Japan. Our word "Japan," and the Japanese Nihon or Nippon, are alike corruptions of Jih-pên, the Chinese pronunciation of the characters 日本 literally "sun-origin," that is, "the place the sun comes from,"—a name given to Japan by the Chinese on account of the position of the archipelago to the east of their own country. Marco Polo's Zipangu and the poets' Cipango are from the same Chinese compound, with the addition of the word kuo (Jap. koku), 國 which means "country."
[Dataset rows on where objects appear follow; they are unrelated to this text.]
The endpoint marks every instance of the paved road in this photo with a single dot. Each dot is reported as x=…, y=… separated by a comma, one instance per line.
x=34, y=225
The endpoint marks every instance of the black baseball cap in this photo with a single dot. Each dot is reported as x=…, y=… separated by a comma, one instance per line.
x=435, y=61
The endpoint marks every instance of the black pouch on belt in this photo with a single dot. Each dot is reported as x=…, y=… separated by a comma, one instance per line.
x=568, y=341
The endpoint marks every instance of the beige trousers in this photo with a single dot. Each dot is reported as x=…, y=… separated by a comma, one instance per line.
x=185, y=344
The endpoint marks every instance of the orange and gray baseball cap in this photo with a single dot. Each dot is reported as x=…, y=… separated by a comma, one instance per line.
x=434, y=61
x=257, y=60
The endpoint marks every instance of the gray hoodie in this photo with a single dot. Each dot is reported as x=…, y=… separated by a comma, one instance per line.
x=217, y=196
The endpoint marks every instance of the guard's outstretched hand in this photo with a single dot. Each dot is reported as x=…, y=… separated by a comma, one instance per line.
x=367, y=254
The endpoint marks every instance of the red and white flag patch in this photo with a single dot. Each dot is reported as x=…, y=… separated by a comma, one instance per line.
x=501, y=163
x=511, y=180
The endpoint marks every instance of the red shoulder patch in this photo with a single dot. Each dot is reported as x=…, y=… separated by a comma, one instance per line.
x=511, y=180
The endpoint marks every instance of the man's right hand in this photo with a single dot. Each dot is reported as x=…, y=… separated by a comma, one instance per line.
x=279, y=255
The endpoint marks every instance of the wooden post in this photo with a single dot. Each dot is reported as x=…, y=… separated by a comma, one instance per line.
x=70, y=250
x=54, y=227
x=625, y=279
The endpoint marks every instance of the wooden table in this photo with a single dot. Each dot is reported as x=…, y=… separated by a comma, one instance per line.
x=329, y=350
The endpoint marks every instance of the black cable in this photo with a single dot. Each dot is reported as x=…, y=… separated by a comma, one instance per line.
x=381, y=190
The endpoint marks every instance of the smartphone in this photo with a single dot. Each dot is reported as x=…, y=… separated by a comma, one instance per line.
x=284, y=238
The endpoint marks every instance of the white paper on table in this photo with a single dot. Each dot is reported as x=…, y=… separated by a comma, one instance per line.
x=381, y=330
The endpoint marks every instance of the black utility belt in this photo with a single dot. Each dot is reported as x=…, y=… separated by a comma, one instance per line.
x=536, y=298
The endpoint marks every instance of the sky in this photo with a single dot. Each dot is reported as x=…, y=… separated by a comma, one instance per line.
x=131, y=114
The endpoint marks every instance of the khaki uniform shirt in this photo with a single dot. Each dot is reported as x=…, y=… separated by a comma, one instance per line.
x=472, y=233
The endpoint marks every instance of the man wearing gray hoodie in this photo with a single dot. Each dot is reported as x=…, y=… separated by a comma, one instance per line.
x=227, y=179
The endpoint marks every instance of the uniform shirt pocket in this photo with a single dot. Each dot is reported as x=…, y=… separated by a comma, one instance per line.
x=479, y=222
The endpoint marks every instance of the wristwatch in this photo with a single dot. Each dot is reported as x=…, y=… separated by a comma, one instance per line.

The name Nihon ("Japan") seems to have been first officially employed by the Japanese government in A.D. 670. Before that time, the usual native designation of the country was Yamato, properly the name of one of the central provinces. Yamato and Ō-mi-kuni, that is, "the Great August Country," are the names still preferred in poetry and belles-lettres. Japan has other ancient names, some of which are of learned length and thundering sound, for instance, Toyo-ashi-wara-no-chi-aki-no-naga-i-ho-aki-no-mizu-ho-no-kuni, that is, "the-Luxuriant-Reed-Plains-the-Land-of-Fresh-Rice-Ears-of-a-Thousand-Autumns-of-Long-Five-Hundred-Autumns." But we shall not detain the reader with an enumeration of them. Any further curiosity on this head may be satisfied by consulting the pages of the "Kojiki" (see "Asiatic Transactions," Vol. X., Supplement).